This pantheistic belief can be persuasive - particularly if you see a profoundness in nature and the universe. You cannot have worked and played in the outside world and not felt the spiritual forest.
John Burroughs, who like John Muir and both students of Emerson and Thoreau, makes a case for his case for a pantheistic outlook. Burroughs writes, "Conceive of God in terms of universal Nature--a nature God in whom we really live and move and have our being, with who our relation is as intimate and constant as that of the babe in its mother’s womb, or the apple upon the bough. This is the God that science and reason reveal to us--the God we touch with our hands, see with our eyes, hear with our ears, and from whom there is no escape, who is, indeed, from everlasting to everlasting."

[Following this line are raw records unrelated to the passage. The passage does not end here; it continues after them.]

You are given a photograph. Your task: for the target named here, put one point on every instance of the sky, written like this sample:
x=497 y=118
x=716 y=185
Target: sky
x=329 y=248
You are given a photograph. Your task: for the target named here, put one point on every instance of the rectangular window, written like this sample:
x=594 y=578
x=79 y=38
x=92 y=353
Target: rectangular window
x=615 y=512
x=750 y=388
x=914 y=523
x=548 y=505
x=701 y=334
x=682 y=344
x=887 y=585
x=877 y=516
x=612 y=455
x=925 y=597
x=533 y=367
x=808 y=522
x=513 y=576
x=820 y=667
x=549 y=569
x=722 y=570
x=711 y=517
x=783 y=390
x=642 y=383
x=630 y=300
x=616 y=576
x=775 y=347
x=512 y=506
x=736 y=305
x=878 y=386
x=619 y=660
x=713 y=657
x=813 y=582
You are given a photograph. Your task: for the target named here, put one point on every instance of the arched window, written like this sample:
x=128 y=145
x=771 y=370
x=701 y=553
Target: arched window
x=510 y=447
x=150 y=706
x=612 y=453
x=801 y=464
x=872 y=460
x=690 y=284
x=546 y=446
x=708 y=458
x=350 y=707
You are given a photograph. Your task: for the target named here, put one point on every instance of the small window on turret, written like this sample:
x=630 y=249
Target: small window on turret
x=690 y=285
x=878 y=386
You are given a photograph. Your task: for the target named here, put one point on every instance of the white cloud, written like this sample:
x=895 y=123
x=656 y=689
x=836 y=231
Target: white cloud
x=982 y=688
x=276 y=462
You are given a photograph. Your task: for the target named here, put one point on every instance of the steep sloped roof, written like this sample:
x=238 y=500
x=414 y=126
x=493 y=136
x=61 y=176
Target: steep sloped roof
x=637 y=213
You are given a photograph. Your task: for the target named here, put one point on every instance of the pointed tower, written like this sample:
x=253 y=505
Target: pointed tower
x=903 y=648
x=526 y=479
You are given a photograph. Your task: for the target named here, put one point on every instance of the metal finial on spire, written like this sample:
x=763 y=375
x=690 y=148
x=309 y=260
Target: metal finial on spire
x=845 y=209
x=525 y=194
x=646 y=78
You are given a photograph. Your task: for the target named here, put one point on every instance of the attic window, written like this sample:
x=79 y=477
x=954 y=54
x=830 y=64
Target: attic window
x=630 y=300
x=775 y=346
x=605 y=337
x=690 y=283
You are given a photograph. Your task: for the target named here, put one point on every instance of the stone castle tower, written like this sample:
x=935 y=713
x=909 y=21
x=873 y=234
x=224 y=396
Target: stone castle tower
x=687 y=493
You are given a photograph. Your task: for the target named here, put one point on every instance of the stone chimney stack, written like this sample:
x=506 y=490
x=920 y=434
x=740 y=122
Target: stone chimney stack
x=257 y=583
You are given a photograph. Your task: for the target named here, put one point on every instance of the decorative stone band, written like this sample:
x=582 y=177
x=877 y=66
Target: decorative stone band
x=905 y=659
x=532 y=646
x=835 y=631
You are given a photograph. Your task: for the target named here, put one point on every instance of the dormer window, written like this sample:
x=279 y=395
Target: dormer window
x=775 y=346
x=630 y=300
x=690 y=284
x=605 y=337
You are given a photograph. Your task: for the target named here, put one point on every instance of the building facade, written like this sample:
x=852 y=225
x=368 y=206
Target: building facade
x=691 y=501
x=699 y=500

John Muir certainly agreed and wrote, "Most people are on the world, not in it--have no conscious sympathy or relationship to anything about them-- undiffused, separate, and rigidly alone like marbles of polished stone, touching, but separate.

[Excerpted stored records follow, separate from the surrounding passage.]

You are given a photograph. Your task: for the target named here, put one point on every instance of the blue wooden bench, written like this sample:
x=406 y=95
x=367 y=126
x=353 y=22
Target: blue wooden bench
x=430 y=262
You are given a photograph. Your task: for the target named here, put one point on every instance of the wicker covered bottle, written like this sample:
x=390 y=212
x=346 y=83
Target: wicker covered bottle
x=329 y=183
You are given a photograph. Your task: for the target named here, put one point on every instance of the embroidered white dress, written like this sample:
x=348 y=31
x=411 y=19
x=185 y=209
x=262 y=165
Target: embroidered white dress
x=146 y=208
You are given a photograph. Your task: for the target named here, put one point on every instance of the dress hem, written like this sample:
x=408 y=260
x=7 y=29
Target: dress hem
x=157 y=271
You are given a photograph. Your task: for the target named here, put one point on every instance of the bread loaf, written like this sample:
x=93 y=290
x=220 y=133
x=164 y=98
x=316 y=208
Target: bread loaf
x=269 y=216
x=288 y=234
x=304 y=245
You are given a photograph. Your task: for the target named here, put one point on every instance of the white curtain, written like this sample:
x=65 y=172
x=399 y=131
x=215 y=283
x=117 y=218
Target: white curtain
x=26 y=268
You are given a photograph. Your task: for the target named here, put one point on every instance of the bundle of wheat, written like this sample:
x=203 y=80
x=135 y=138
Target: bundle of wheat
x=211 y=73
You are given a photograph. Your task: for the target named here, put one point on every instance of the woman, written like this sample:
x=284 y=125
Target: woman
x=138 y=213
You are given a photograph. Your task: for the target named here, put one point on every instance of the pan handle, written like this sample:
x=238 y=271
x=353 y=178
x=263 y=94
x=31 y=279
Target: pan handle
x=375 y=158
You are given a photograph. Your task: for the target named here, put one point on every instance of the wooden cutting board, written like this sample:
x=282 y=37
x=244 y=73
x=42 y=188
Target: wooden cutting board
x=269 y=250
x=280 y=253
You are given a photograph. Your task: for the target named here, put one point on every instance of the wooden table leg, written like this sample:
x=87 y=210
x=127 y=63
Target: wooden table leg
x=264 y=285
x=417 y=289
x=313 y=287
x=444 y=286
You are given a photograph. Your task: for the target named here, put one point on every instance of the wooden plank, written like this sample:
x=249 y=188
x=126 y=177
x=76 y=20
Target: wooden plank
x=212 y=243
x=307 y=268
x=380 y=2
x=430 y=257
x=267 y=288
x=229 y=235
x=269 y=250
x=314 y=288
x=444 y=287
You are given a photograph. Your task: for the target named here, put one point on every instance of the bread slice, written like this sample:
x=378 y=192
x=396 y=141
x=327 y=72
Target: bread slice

Instead of taking the (traditional) Mosaic position of tending the forest for "the greater good" of humanity (a term coined by forester Gifford Pinchot) the pantheistic approach is to keep all hands off. The modern, "deep ecology" movement has taken a pantheistic turn and it forms the basic foundation for the radical environmental movement and maybe even a significant influence on the channeled environmental movement.